Back in 2010 we had to take some immediate and tough decisions to take cost out of government. As part of my ministerial brief I started to look at the public estate of buildings and land valued at more than £330 billion, which covers more than 1.5 per cent of the total land in England.
Government owns historic buildings along Whitehall, decommissioned airfields and motorway lay-bys among many assets. Some of them are used every day but others are half-empty or vacant, so we got to work on sorting it all out.
Put simply, since 2010 we have:
Raised £1.3 billion for taxpayers by selling off over 800 buildings and sites.
Shrunk our office estate by 17 per cent.
Vacated two million square metres.
Cut 185 office holdings in central London down to just 97.
Combined a number of government departments under the same roof: the Treasury, part of the Cabinet Office and the DCMS in Horse Guard’s Road, and soon the Home Office with the DCLG in Marsham Street. This not only cuts down space but it makes it easier for departments to work together.
And there’s more: by 2015 the Civil Service will be smaller by a quarter than it was in 2010, so by next year every department should be allocating just ten square metres per person. As part of our transparency agenda anyone will be able to see if departments really are managing this and spending taxpayers’ money wisely. Under Labour, expensive vanity leases ensured that government squandered taxpayers’ money with no scrutiny, but those days are over.
We will never sell off national assets like Downing Street or the British Museum, but we do need to make tough choices about other property in order to balance the books. Admiralty Arch, a beautiful landmark off Trafalgar Square, is a good case; the tatty warren of half-empty offices cost taxpayers almost a million pounds a year to run even without much-needed modernisation, so we decided to sell a lease on the building for £60 million. Developers will now restore it to its former glory and give the public greater access than before.
Getting government out of property promotes growth too.

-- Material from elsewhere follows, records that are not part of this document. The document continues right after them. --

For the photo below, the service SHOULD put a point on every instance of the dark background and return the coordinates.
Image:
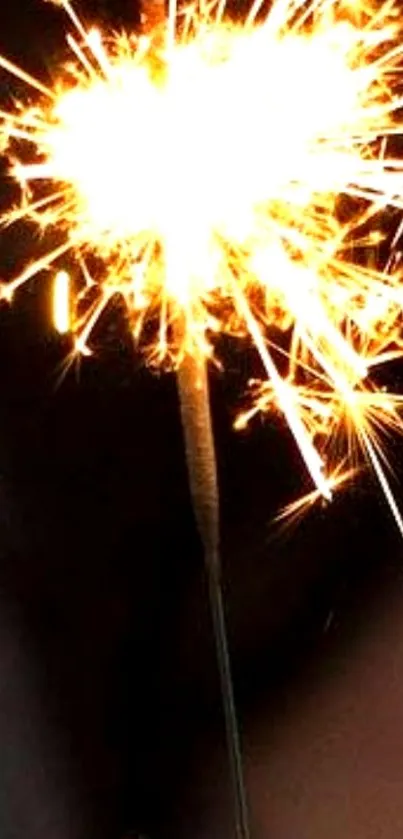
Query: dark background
(110, 715)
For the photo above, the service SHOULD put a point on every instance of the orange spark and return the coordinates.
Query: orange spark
(234, 179)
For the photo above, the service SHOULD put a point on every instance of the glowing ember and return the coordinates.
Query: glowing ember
(205, 168)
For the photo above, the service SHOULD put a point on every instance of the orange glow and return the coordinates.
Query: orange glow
(204, 166)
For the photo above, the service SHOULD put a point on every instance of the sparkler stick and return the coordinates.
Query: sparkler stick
(192, 379)
(194, 401)
(203, 165)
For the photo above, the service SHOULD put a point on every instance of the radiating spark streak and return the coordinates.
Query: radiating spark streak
(284, 395)
(295, 509)
(7, 291)
(21, 74)
(61, 302)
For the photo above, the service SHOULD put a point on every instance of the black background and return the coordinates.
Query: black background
(110, 716)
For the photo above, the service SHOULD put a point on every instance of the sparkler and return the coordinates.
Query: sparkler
(228, 178)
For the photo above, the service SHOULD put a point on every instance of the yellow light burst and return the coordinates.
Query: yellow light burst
(234, 179)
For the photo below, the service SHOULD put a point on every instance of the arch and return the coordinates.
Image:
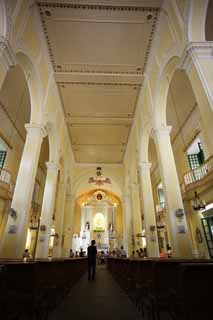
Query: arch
(197, 19)
(80, 185)
(32, 77)
(162, 92)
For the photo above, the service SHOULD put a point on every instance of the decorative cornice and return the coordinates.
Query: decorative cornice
(52, 166)
(203, 50)
(36, 129)
(63, 83)
(161, 132)
(96, 7)
(7, 53)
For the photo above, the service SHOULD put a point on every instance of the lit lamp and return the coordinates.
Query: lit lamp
(198, 204)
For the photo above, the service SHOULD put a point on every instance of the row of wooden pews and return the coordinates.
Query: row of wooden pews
(176, 289)
(32, 289)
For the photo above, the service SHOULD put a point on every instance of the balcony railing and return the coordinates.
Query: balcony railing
(5, 177)
(199, 173)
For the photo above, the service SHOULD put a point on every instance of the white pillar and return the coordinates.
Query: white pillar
(47, 210)
(148, 210)
(178, 229)
(136, 213)
(14, 239)
(7, 58)
(59, 218)
(68, 224)
(127, 224)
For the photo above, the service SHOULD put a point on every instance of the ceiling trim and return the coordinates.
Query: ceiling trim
(99, 84)
(96, 7)
(86, 164)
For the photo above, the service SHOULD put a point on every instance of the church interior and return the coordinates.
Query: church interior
(106, 134)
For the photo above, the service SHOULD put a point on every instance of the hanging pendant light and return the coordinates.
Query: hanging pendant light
(198, 204)
(99, 179)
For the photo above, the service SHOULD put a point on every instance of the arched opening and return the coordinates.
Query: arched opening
(98, 215)
(15, 112)
(37, 199)
(190, 148)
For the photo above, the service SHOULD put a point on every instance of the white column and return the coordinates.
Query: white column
(7, 58)
(178, 229)
(14, 239)
(59, 218)
(148, 210)
(68, 224)
(47, 210)
(136, 213)
(127, 224)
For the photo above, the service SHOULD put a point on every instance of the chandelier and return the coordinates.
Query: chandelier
(99, 179)
(198, 204)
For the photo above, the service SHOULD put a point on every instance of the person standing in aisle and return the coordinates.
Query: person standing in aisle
(91, 253)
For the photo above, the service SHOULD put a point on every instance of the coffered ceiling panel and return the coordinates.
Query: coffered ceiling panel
(99, 134)
(98, 154)
(99, 51)
(98, 100)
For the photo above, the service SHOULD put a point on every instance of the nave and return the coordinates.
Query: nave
(99, 299)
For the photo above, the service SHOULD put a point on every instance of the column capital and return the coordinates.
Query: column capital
(195, 50)
(125, 198)
(162, 131)
(144, 165)
(70, 196)
(52, 166)
(36, 129)
(7, 52)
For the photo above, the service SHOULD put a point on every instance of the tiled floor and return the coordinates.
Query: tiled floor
(100, 299)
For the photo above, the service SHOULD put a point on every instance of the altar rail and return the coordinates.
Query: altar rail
(32, 289)
(199, 173)
(175, 289)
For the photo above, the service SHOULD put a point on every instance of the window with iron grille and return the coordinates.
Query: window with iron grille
(193, 161)
(2, 158)
(161, 197)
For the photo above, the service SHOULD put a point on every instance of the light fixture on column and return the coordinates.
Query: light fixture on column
(99, 179)
(198, 204)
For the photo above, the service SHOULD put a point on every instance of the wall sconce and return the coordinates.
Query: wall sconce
(152, 228)
(198, 204)
(179, 213)
(13, 213)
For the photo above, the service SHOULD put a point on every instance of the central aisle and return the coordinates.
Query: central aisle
(101, 299)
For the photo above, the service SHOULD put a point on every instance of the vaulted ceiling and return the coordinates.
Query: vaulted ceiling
(99, 51)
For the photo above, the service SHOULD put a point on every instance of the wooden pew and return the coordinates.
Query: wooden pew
(34, 288)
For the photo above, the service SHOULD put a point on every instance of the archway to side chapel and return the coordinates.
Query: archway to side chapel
(191, 149)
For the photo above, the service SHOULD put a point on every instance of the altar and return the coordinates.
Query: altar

We have already released land with capacity for 62,000 much-needed homes, and recent estimates suggest that by getting out of leases in central London we will generate £3 billion of economic activity.
It’s not right for Government to hold onto assets it does not need, so the new Right to Contest initiative allows anyone to challenge government where there might be underused or vacant property in the public portfolio.
I am pleased with the progress we have made, but always expect to be challenged to do more.